US Coins

The Joys of Collecting: Parmelee resells acquisitions

Charles I. Bushnell as depicted on a 28-millimeter token from dies engraved by George H. Lovett. Today, perhaps two dozen examples exist.

Images courtesy of Q. David Bowers.

Ira S. Bushnell, a New York City attorney, was a leading numismatic scholar in the 1850s. Many of his findings were published years later in 1875 by S.S. Crosby in Early Coins of America. Bushnell’s pioneering An Arrangement of Tradesmen’s Cards, Political Tokens, also Election Medals, Medalets, &c. Current in the United States of America for the Last Sixty Years, 1858, set the stage for the widespread collecting of these series.

Augustus B. Sage, a New York schoolteacher with a sharp mind and a love for coins, contributed a series of articles in 1857 to the New-York Dispatch. An anonymous reader, “Numismatist,” took exception to certain of Sage’s comments. Not long afterward Bushnell, who used that pseudonym, became acquainted with Sage and they became friends.

In 1859, Sage, by then the founder of the American Numismatic Society and a leading rare coin dealer, commissioned George H. Lovett to create the Numismatic Gallery series of medals. The first honoree was Bushnell.

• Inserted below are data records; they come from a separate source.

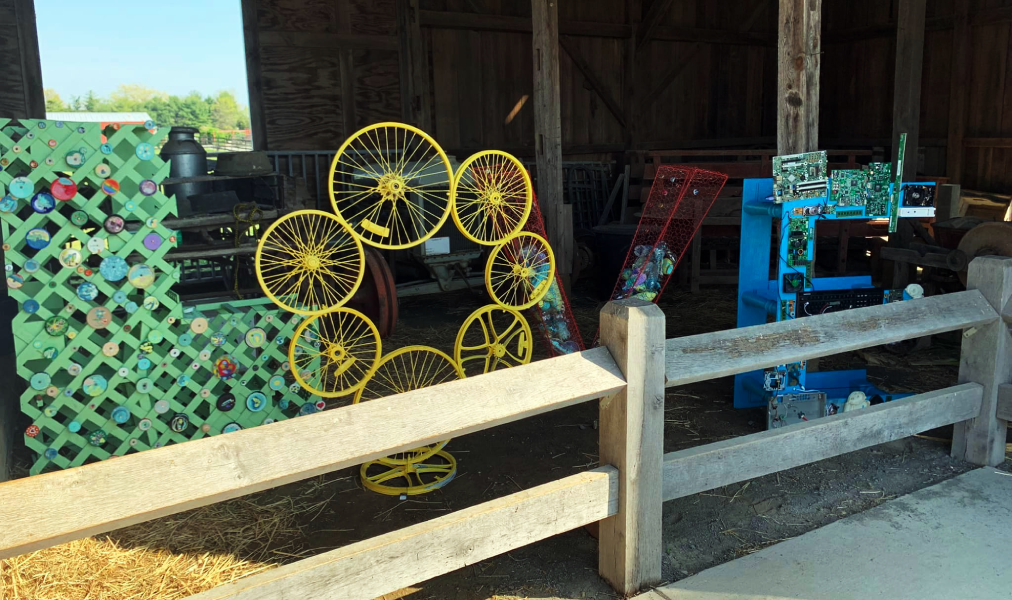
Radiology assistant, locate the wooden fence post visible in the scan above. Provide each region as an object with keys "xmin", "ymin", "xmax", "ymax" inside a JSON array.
[
  {"xmin": 598, "ymin": 298, "xmax": 665, "ymax": 596},
  {"xmin": 952, "ymin": 256, "xmax": 1012, "ymax": 466}
]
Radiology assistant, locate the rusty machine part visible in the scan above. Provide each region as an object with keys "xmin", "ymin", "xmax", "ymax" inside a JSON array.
[
  {"xmin": 957, "ymin": 222, "xmax": 1012, "ymax": 285},
  {"xmin": 347, "ymin": 247, "xmax": 397, "ymax": 339}
]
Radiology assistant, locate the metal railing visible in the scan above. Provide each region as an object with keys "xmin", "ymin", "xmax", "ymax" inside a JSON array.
[{"xmin": 0, "ymin": 257, "xmax": 1012, "ymax": 600}]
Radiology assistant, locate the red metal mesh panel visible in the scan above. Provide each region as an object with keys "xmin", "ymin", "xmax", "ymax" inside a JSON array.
[
  {"xmin": 611, "ymin": 165, "xmax": 728, "ymax": 303},
  {"xmin": 523, "ymin": 190, "xmax": 586, "ymax": 356}
]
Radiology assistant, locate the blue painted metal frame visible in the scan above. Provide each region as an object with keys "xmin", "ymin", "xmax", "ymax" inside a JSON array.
[{"xmin": 735, "ymin": 179, "xmax": 930, "ymax": 408}]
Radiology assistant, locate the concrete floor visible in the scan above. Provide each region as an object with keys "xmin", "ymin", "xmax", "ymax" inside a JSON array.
[{"xmin": 638, "ymin": 468, "xmax": 1012, "ymax": 600}]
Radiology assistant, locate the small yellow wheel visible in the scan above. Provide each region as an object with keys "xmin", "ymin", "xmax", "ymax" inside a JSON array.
[
  {"xmin": 453, "ymin": 305, "xmax": 534, "ymax": 376},
  {"xmin": 256, "ymin": 210, "xmax": 365, "ymax": 315},
  {"xmin": 451, "ymin": 150, "xmax": 533, "ymax": 246},
  {"xmin": 329, "ymin": 122, "xmax": 453, "ymax": 250},
  {"xmin": 360, "ymin": 451, "xmax": 456, "ymax": 496},
  {"xmin": 288, "ymin": 309, "xmax": 383, "ymax": 398},
  {"xmin": 485, "ymin": 232, "xmax": 556, "ymax": 311},
  {"xmin": 354, "ymin": 346, "xmax": 465, "ymax": 465}
]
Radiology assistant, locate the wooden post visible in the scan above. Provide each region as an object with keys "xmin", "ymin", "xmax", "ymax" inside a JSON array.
[
  {"xmin": 598, "ymin": 298, "xmax": 665, "ymax": 596},
  {"xmin": 945, "ymin": 0, "xmax": 971, "ymax": 183},
  {"xmin": 893, "ymin": 0, "xmax": 927, "ymax": 181},
  {"xmin": 776, "ymin": 0, "xmax": 822, "ymax": 154},
  {"xmin": 530, "ymin": 0, "xmax": 573, "ymax": 279},
  {"xmin": 952, "ymin": 256, "xmax": 1012, "ymax": 466}
]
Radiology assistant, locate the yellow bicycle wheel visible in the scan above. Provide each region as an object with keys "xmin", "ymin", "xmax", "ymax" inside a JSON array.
[
  {"xmin": 256, "ymin": 210, "xmax": 365, "ymax": 315},
  {"xmin": 485, "ymin": 232, "xmax": 556, "ymax": 311},
  {"xmin": 453, "ymin": 305, "xmax": 534, "ymax": 376},
  {"xmin": 354, "ymin": 346, "xmax": 465, "ymax": 465},
  {"xmin": 451, "ymin": 150, "xmax": 533, "ymax": 246},
  {"xmin": 360, "ymin": 451, "xmax": 456, "ymax": 496},
  {"xmin": 329, "ymin": 122, "xmax": 453, "ymax": 250},
  {"xmin": 288, "ymin": 309, "xmax": 383, "ymax": 398}
]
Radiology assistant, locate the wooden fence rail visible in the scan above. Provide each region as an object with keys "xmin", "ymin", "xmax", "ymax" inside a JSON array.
[{"xmin": 0, "ymin": 257, "xmax": 1012, "ymax": 600}]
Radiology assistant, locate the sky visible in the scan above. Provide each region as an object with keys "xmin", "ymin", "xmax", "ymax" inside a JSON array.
[{"xmin": 35, "ymin": 0, "xmax": 249, "ymax": 106}]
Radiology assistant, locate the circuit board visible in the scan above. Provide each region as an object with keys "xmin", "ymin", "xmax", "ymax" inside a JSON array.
[{"xmin": 773, "ymin": 151, "xmax": 829, "ymax": 203}]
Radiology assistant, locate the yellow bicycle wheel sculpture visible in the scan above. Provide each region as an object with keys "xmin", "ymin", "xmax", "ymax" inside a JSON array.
[
  {"xmin": 256, "ymin": 210, "xmax": 365, "ymax": 315},
  {"xmin": 354, "ymin": 346, "xmax": 465, "ymax": 466},
  {"xmin": 288, "ymin": 309, "xmax": 383, "ymax": 398},
  {"xmin": 360, "ymin": 451, "xmax": 456, "ymax": 496},
  {"xmin": 485, "ymin": 232, "xmax": 556, "ymax": 311},
  {"xmin": 329, "ymin": 122, "xmax": 453, "ymax": 249},
  {"xmin": 453, "ymin": 305, "xmax": 534, "ymax": 376},
  {"xmin": 452, "ymin": 150, "xmax": 533, "ymax": 246}
]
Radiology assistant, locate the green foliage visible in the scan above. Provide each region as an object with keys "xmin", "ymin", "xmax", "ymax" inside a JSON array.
[{"xmin": 56, "ymin": 84, "xmax": 250, "ymax": 131}]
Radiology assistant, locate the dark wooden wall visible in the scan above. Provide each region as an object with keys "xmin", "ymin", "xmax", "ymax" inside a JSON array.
[{"xmin": 238, "ymin": 0, "xmax": 1012, "ymax": 190}]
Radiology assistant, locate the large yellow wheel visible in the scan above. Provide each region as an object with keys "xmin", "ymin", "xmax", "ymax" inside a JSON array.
[
  {"xmin": 360, "ymin": 451, "xmax": 456, "ymax": 496},
  {"xmin": 453, "ymin": 305, "xmax": 534, "ymax": 376},
  {"xmin": 330, "ymin": 122, "xmax": 453, "ymax": 250},
  {"xmin": 288, "ymin": 309, "xmax": 383, "ymax": 398},
  {"xmin": 452, "ymin": 150, "xmax": 533, "ymax": 246},
  {"xmin": 354, "ymin": 346, "xmax": 465, "ymax": 465},
  {"xmin": 485, "ymin": 232, "xmax": 556, "ymax": 311},
  {"xmin": 256, "ymin": 210, "xmax": 365, "ymax": 315}
]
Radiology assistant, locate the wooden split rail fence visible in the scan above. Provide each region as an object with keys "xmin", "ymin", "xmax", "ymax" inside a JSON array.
[{"xmin": 0, "ymin": 257, "xmax": 1012, "ymax": 600}]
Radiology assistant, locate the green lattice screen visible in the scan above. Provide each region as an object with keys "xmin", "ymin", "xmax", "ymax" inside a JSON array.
[{"xmin": 0, "ymin": 119, "xmax": 316, "ymax": 474}]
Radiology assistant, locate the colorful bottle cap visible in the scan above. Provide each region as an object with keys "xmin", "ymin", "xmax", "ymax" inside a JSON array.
[
  {"xmin": 169, "ymin": 414, "xmax": 189, "ymax": 433},
  {"xmin": 86, "ymin": 307, "xmax": 112, "ymax": 329},
  {"xmin": 102, "ymin": 215, "xmax": 127, "ymax": 234},
  {"xmin": 50, "ymin": 177, "xmax": 77, "ymax": 201},
  {"xmin": 112, "ymin": 407, "xmax": 130, "ymax": 425},
  {"xmin": 127, "ymin": 264, "xmax": 155, "ymax": 287},
  {"xmin": 0, "ymin": 193, "xmax": 17, "ymax": 213},
  {"xmin": 82, "ymin": 374, "xmax": 109, "ymax": 398},
  {"xmin": 134, "ymin": 142, "xmax": 155, "ymax": 161},
  {"xmin": 77, "ymin": 281, "xmax": 98, "ymax": 303},
  {"xmin": 98, "ymin": 255, "xmax": 130, "ymax": 281},
  {"xmin": 46, "ymin": 315, "xmax": 70, "ymax": 337},
  {"xmin": 60, "ymin": 248, "xmax": 84, "ymax": 269},
  {"xmin": 30, "ymin": 191, "xmax": 57, "ymax": 215},
  {"xmin": 24, "ymin": 227, "xmax": 53, "ymax": 250}
]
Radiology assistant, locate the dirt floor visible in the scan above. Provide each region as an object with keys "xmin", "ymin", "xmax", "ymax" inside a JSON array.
[{"xmin": 3, "ymin": 279, "xmax": 999, "ymax": 600}]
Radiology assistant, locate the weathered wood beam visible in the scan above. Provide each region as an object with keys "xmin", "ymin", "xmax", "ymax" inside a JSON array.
[
  {"xmin": 636, "ymin": 0, "xmax": 674, "ymax": 53},
  {"xmin": 664, "ymin": 383, "xmax": 983, "ymax": 502},
  {"xmin": 559, "ymin": 35, "xmax": 625, "ymax": 126},
  {"xmin": 242, "ymin": 0, "xmax": 269, "ymax": 151},
  {"xmin": 945, "ymin": 0, "xmax": 972, "ymax": 183},
  {"xmin": 530, "ymin": 0, "xmax": 573, "ymax": 275},
  {"xmin": 893, "ymin": 0, "xmax": 927, "ymax": 181},
  {"xmin": 776, "ymin": 0, "xmax": 822, "ymax": 154}
]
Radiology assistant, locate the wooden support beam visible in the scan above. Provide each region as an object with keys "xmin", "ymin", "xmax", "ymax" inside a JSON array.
[
  {"xmin": 530, "ymin": 0, "xmax": 573, "ymax": 276},
  {"xmin": 943, "ymin": 256, "xmax": 1012, "ymax": 466},
  {"xmin": 945, "ymin": 0, "xmax": 971, "ymax": 183},
  {"xmin": 636, "ymin": 0, "xmax": 674, "ymax": 54},
  {"xmin": 893, "ymin": 0, "xmax": 927, "ymax": 181},
  {"xmin": 0, "ymin": 348, "xmax": 625, "ymax": 561},
  {"xmin": 664, "ymin": 383, "xmax": 983, "ymax": 502},
  {"xmin": 776, "ymin": 0, "xmax": 822, "ymax": 154},
  {"xmin": 666, "ymin": 287, "xmax": 998, "ymax": 388},
  {"xmin": 598, "ymin": 298, "xmax": 665, "ymax": 596},
  {"xmin": 559, "ymin": 35, "xmax": 625, "ymax": 127},
  {"xmin": 187, "ymin": 466, "xmax": 619, "ymax": 600},
  {"xmin": 242, "ymin": 0, "xmax": 270, "ymax": 151}
]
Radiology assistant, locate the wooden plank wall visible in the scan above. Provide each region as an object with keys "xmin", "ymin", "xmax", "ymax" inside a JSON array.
[{"xmin": 240, "ymin": 0, "xmax": 1012, "ymax": 191}]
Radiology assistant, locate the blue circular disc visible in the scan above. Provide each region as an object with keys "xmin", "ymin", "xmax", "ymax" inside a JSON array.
[{"xmin": 98, "ymin": 255, "xmax": 130, "ymax": 281}]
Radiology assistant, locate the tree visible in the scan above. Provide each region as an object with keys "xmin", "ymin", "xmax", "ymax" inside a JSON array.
[{"xmin": 43, "ymin": 88, "xmax": 69, "ymax": 112}]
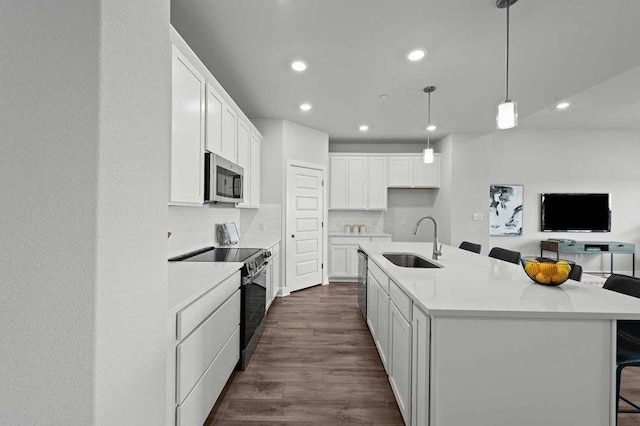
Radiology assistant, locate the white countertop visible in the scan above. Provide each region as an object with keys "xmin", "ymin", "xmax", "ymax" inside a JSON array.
[
  {"xmin": 360, "ymin": 242, "xmax": 640, "ymax": 320},
  {"xmin": 220, "ymin": 236, "xmax": 280, "ymax": 249},
  {"xmin": 329, "ymin": 232, "xmax": 392, "ymax": 238},
  {"xmin": 168, "ymin": 262, "xmax": 244, "ymax": 311}
]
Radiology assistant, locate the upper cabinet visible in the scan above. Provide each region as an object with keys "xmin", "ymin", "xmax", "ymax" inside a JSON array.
[
  {"xmin": 329, "ymin": 154, "xmax": 387, "ymax": 210},
  {"xmin": 389, "ymin": 154, "xmax": 440, "ymax": 188},
  {"xmin": 169, "ymin": 28, "xmax": 262, "ymax": 208},
  {"xmin": 169, "ymin": 46, "xmax": 206, "ymax": 204}
]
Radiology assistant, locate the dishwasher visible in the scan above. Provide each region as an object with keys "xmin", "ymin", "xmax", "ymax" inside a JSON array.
[{"xmin": 358, "ymin": 248, "xmax": 369, "ymax": 321}]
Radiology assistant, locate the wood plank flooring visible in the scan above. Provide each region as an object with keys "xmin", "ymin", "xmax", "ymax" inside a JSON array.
[
  {"xmin": 205, "ymin": 283, "xmax": 404, "ymax": 426},
  {"xmin": 205, "ymin": 283, "xmax": 640, "ymax": 426}
]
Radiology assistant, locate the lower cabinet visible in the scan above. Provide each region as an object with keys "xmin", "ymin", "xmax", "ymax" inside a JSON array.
[
  {"xmin": 389, "ymin": 302, "xmax": 413, "ymax": 423},
  {"xmin": 411, "ymin": 306, "xmax": 431, "ymax": 426}
]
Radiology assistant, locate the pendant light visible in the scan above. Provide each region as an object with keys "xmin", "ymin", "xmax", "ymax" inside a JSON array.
[
  {"xmin": 496, "ymin": 0, "xmax": 518, "ymax": 130},
  {"xmin": 422, "ymin": 86, "xmax": 436, "ymax": 164}
]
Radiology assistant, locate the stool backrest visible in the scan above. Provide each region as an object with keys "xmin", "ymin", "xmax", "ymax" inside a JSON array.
[{"xmin": 489, "ymin": 247, "xmax": 520, "ymax": 264}]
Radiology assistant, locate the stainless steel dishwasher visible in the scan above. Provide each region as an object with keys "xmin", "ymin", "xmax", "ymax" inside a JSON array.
[{"xmin": 358, "ymin": 248, "xmax": 369, "ymax": 321}]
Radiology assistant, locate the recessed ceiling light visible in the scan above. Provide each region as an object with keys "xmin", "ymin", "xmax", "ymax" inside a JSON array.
[
  {"xmin": 291, "ymin": 59, "xmax": 309, "ymax": 72},
  {"xmin": 407, "ymin": 49, "xmax": 427, "ymax": 62}
]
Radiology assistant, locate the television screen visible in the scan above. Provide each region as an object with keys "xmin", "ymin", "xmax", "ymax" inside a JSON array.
[{"xmin": 541, "ymin": 194, "xmax": 611, "ymax": 232}]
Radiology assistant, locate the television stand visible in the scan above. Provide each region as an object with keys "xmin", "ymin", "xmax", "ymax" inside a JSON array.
[{"xmin": 540, "ymin": 238, "xmax": 636, "ymax": 277}]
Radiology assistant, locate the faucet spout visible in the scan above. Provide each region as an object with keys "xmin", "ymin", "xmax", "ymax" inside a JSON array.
[{"xmin": 413, "ymin": 216, "xmax": 442, "ymax": 260}]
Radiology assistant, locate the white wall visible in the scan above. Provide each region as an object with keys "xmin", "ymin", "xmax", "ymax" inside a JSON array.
[
  {"xmin": 453, "ymin": 130, "xmax": 640, "ymax": 273},
  {"xmin": 167, "ymin": 204, "xmax": 242, "ymax": 257},
  {"xmin": 0, "ymin": 0, "xmax": 171, "ymax": 425}
]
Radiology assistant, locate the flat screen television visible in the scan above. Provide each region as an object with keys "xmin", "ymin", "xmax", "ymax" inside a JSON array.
[{"xmin": 541, "ymin": 194, "xmax": 611, "ymax": 232}]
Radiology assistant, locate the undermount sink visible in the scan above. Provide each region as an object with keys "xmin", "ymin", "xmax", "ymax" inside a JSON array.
[{"xmin": 382, "ymin": 253, "xmax": 442, "ymax": 268}]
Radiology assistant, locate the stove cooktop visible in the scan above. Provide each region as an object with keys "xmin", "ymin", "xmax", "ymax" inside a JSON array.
[{"xmin": 169, "ymin": 247, "xmax": 261, "ymax": 262}]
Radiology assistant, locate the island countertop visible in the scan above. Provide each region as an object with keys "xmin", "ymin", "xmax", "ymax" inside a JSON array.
[{"xmin": 360, "ymin": 242, "xmax": 640, "ymax": 320}]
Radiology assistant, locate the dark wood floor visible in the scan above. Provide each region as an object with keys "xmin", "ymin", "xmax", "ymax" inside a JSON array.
[{"xmin": 205, "ymin": 283, "xmax": 640, "ymax": 426}]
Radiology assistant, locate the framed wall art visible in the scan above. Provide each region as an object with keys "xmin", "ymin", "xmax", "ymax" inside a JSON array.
[{"xmin": 489, "ymin": 184, "xmax": 524, "ymax": 236}]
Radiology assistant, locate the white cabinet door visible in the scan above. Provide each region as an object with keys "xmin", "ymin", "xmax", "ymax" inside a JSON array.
[
  {"xmin": 170, "ymin": 46, "xmax": 206, "ymax": 204},
  {"xmin": 206, "ymin": 84, "xmax": 223, "ymax": 155},
  {"xmin": 347, "ymin": 157, "xmax": 367, "ymax": 209},
  {"xmin": 250, "ymin": 135, "xmax": 260, "ymax": 209},
  {"xmin": 411, "ymin": 306, "xmax": 431, "ymax": 426},
  {"xmin": 348, "ymin": 245, "xmax": 359, "ymax": 278},
  {"xmin": 376, "ymin": 285, "xmax": 389, "ymax": 373},
  {"xmin": 236, "ymin": 120, "xmax": 253, "ymax": 207},
  {"xmin": 389, "ymin": 303, "xmax": 412, "ymax": 424},
  {"xmin": 389, "ymin": 157, "xmax": 415, "ymax": 188},
  {"xmin": 329, "ymin": 244, "xmax": 350, "ymax": 277},
  {"xmin": 329, "ymin": 157, "xmax": 349, "ymax": 209},
  {"xmin": 367, "ymin": 157, "xmax": 387, "ymax": 210},
  {"xmin": 414, "ymin": 156, "xmax": 440, "ymax": 188},
  {"xmin": 367, "ymin": 271, "xmax": 380, "ymax": 341},
  {"xmin": 220, "ymin": 104, "xmax": 238, "ymax": 163}
]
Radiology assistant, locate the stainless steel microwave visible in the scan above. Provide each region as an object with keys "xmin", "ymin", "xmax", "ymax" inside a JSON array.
[{"xmin": 204, "ymin": 152, "xmax": 244, "ymax": 203}]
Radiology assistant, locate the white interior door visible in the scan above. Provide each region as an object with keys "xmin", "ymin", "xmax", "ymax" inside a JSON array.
[{"xmin": 286, "ymin": 165, "xmax": 324, "ymax": 291}]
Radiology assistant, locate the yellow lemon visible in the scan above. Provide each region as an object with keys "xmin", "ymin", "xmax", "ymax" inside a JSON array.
[
  {"xmin": 536, "ymin": 272, "xmax": 551, "ymax": 284},
  {"xmin": 551, "ymin": 269, "xmax": 569, "ymax": 284},
  {"xmin": 540, "ymin": 263, "xmax": 558, "ymax": 277},
  {"xmin": 524, "ymin": 262, "xmax": 540, "ymax": 278}
]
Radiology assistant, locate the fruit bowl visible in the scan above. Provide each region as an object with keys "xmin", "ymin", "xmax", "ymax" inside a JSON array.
[{"xmin": 520, "ymin": 256, "xmax": 571, "ymax": 286}]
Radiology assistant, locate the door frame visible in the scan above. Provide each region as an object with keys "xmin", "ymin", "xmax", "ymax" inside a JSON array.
[{"xmin": 278, "ymin": 159, "xmax": 329, "ymax": 296}]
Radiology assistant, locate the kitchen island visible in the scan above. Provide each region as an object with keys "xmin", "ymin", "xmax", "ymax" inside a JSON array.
[{"xmin": 361, "ymin": 243, "xmax": 640, "ymax": 426}]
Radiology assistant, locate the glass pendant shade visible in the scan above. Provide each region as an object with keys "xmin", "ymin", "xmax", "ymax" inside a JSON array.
[
  {"xmin": 422, "ymin": 148, "xmax": 433, "ymax": 164},
  {"xmin": 496, "ymin": 101, "xmax": 518, "ymax": 130}
]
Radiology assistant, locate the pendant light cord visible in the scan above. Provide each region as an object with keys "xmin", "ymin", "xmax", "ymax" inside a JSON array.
[
  {"xmin": 427, "ymin": 92, "xmax": 431, "ymax": 149},
  {"xmin": 504, "ymin": 0, "xmax": 511, "ymax": 101}
]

Bushnell died Sept. 17, 1880. His magnificent collection was purchased by Lorin G. Parmelee, a Boston numismatist who had a private cabinet second only to that of T. Harrison Garrett in Baltimore. Parmelee extracted pieces of interest and then sold the Bushnell coins to the Chapman brothers — S. Hudson and Henry — who created an auction catalog unlike anything ever seen. More than 140 pages in length and printed on impressively large folio sheets, it described 3,000 lots. Copies with photographic plates were available for the unheard of price of $5 (nearly a week’s wages for a factory worker at the time). Descriptions included extensive historical information.

The auction created a sensation and was highly admired — except by certain other coin dealers, some of whom spent a lot of effort publishing what they could find in typographical and other errors.

None other than the estimable W. Elliot Woodward could not resist noting, for example, that the Chapmans had relocated Harvard from Cambridge to New Haven (Lot 328), had moved the Charitable Mechanic Association from Massachusetts to New Jersey (Lot 2117) and had George Washington posing as a seated kangaroo on a medal (Lot 1230). Similarly, Woodward’s sale of Oct. 16 to 18, 1882, began with a long diatribe against the Chapman brothers, their puffery and misuse of terms, among other transgressions. More anti-Chapman comments appeared in his sale of Jan. 8 to 10, 1884, among other places.

The Chapmans went on to lead the field of auctions, inheriting the mantle from Woodward who was in the twilight of his remarkable career.

Q. David Bowers is chairman emeritus of Stack’s Bowers Galleries and numismatic director of Whitman Publishing LLC.